Uppermost in my mind as I create this work are ideas about what is arguably the greatest challenge humankind has had to face in its entire history: the effect of Climate Change on a global scale in our foreseeable lifetime. I now consider this topic to be the most important subject to inform and engage my artistic practice.
Following a residency in Hobart earlier this year at the invitation of Lynchpin (a private scholarship program based at the Institute of Marine and Antarctic Studies) my practise has been reinforced by an understanding of the Southern Ocean as the single most influential ocean in relation to our global climate. This puts Australia right at the forefront of discussion.
The work I am proposing is a video installation that combines footage from the Antarctic with footage I have taken that responds to what I see as the growing emotional burden the evidence around climate change is having on the scientific community and on the community at large.

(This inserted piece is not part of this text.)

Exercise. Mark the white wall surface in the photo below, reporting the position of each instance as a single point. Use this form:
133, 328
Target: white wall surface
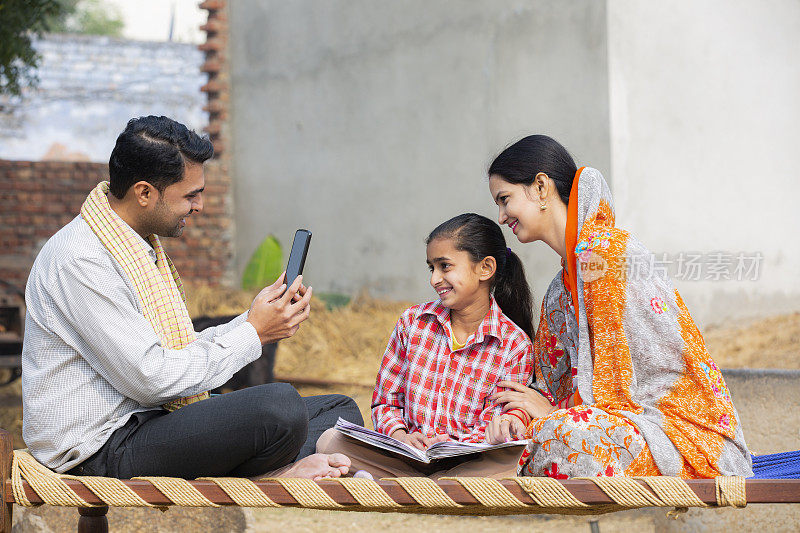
705, 137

My intention is to create a place where people can experience this burden in a metaphorical and visceral way free of rhetoric and politics, a place simply to acknowledge the emotions that arise without feeling the need to push them away in response to the the overwhelming helplessness of the situation.
I will be using projected video footage to create a space of immersion, placing my audience between two large satellite dishes placed opposite each other in a darkened room.
I will also be creating audio that will incorporate sound and spoken word. Poetry will be used to give voice to the amorphous, slowed down and continuous imagery: the relentless passage of ice floes on one side and the slow appearance and disappearance of the head and shoulders of a woman on the other.